A “Compassionate Use treatment” or “Compassionate Use”, is a medical treatment with a medication administered to a patient who suffers from a life-threatening disease or a disease that cause a major disability, and the patient cannot be properly treated with a registered medication approved for marketing in Israel or any country or include the medical treatment in a clinical trial. Contrary to popular belief, “Compassionate Use” is intended for all cancer patients and not only for patients who have exhausted all treatments and have few days left. These are the most advanced treatments in the world and it is important to learn about them just as it is important to learn about any other treatment.
The drug will only be issued to those with a prescription approved by all the medical, professional and ethical committee appearing on the prescription after they have been convinced that the benefits of using the drug outweigh the risks involved.
Compassionate use is a treatment, which the pharmaceutical company who developed it consents to provide to a patient outside of a clinical trial and before it has been approved by health authorities. As long as the drug or treatment have not been approved by health authorities, these treatments are given free of charge.
Pharmaceutical companies are not bound by law to agree to any compassionate use application, however, when they do, their compassion may very well benefit the patient.
The reasons for the provision of compassionate use are shared by all those involved in the fight against cancer, patients, doctors and pharmaceutical companies – to improve the patient’s health and help them fight their cancer.
It is important to understand that pharmaceutical companies do not operate out of business considerations alone. True to their name, Compassionate Uses treatments are provided by the companies as an act of compassion.

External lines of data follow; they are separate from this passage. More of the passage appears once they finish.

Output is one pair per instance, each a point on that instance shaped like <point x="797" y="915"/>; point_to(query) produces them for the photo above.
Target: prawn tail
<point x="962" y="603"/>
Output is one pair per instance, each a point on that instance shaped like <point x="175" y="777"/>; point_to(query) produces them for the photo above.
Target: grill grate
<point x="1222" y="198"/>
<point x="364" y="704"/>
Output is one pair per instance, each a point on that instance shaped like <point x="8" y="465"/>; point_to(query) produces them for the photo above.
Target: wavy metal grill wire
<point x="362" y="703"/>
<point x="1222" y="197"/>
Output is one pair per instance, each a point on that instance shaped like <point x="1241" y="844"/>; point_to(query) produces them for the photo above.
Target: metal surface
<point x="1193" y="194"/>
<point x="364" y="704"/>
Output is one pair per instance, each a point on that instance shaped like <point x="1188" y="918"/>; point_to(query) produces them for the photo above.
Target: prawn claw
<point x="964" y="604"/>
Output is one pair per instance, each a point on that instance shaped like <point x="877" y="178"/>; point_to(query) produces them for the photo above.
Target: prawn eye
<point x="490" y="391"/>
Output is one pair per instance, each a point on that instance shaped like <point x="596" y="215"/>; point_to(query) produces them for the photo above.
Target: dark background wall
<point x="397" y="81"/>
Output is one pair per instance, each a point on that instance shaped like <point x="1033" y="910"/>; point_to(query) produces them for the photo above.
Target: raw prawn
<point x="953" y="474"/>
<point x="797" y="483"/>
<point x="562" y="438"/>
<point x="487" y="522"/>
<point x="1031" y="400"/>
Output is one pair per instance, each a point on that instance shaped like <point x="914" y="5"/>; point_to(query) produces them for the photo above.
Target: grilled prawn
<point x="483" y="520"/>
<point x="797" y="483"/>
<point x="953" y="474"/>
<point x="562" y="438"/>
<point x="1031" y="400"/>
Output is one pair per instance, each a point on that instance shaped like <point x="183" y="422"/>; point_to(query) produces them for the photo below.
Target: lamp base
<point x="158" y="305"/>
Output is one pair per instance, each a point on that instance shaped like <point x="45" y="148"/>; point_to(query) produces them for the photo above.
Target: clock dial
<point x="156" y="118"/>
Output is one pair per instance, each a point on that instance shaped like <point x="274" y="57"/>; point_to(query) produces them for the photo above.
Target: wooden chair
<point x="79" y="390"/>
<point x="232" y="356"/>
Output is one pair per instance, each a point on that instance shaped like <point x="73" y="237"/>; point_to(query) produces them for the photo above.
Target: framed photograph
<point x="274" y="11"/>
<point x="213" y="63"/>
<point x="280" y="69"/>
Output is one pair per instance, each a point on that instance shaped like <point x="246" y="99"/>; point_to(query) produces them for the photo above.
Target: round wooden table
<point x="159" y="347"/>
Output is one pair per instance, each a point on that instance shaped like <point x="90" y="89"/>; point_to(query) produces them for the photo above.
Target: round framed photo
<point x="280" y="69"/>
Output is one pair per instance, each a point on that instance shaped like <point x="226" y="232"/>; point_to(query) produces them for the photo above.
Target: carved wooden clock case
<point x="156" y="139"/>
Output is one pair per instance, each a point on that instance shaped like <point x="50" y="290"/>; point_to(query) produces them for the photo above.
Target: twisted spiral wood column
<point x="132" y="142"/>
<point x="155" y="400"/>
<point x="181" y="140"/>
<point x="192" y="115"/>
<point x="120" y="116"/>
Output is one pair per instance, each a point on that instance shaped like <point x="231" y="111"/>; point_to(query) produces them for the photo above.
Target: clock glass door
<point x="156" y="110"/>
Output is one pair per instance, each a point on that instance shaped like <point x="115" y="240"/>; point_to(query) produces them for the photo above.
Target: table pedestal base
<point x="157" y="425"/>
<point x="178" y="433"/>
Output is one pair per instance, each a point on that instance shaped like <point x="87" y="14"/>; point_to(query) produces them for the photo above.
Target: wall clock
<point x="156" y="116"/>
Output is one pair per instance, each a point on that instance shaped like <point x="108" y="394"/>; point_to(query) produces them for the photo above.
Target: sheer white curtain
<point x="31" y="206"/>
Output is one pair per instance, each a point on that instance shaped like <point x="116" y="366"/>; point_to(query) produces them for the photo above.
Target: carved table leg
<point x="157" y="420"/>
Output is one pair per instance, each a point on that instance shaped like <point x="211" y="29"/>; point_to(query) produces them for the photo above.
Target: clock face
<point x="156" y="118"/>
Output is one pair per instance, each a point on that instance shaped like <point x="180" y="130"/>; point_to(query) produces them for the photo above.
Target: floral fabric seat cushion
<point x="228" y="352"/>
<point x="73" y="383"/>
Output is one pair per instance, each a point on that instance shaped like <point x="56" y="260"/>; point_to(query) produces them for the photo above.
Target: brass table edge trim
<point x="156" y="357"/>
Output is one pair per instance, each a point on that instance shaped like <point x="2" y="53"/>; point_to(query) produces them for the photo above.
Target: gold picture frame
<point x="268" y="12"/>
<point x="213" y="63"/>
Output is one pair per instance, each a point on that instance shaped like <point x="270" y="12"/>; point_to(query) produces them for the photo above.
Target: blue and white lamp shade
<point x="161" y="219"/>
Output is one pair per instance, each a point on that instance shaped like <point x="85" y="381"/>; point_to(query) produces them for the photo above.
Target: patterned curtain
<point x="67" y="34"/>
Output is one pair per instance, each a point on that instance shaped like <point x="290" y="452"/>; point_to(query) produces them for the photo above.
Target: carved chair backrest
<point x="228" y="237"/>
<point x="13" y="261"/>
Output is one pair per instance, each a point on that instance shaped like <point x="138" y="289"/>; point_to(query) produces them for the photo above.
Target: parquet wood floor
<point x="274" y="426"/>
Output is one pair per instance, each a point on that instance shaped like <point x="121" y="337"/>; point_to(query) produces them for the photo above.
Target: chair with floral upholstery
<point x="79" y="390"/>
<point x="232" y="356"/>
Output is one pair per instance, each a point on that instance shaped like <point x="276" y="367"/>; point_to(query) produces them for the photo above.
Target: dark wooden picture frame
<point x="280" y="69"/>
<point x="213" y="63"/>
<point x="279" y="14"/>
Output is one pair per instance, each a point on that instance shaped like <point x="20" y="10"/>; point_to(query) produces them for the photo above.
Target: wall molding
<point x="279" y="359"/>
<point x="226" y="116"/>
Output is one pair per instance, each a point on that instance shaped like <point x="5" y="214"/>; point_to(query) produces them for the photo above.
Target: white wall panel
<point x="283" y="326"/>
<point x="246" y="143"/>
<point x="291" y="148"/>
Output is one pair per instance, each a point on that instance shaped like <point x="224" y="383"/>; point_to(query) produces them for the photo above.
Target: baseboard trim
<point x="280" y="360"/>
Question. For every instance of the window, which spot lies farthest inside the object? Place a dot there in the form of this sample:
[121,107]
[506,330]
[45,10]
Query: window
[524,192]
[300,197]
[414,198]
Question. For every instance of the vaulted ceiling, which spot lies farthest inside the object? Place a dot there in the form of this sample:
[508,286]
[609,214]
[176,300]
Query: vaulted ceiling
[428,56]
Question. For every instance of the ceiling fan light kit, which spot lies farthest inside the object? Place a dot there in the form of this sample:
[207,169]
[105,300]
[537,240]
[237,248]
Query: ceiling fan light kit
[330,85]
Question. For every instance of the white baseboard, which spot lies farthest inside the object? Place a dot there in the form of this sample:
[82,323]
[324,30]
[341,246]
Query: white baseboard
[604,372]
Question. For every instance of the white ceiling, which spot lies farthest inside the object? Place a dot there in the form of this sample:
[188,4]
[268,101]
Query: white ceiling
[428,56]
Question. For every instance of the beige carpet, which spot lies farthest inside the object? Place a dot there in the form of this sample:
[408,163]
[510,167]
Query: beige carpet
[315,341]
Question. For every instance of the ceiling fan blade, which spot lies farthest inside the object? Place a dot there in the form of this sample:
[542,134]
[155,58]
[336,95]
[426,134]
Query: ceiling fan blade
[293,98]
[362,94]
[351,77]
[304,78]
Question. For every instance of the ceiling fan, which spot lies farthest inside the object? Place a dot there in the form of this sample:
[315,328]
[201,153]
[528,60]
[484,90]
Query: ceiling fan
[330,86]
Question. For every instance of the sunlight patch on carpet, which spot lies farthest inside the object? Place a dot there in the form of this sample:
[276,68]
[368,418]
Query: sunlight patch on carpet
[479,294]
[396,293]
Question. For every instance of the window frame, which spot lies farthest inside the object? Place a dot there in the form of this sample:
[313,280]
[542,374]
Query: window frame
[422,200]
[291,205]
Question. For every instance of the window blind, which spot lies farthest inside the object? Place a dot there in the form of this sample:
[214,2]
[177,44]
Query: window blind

As Compassionate Use treatments are for unapproved treatments, they are considered treatments which constitute medical experimentation on individuals. Such uses must be approved for use by the Helsinki Ethics Committee. The treating oncologist will submit the prescription to the committee along with other approvals from the drug committee, the trial institutes management board and the head of pharmaceutical services and the Ministry of Health. They will also provide the patient’s medical history, their written consent, relevant studies and literature and a follow-up and reporting plan. As far as the cancer patient is concerned, this means that the treatment offered by Compassionate Use has been meticulously tested by the relevant and appropriate professional entities and that when they begin Compassionate Use treatment, the process will be controlled and their progress will be closely monitored.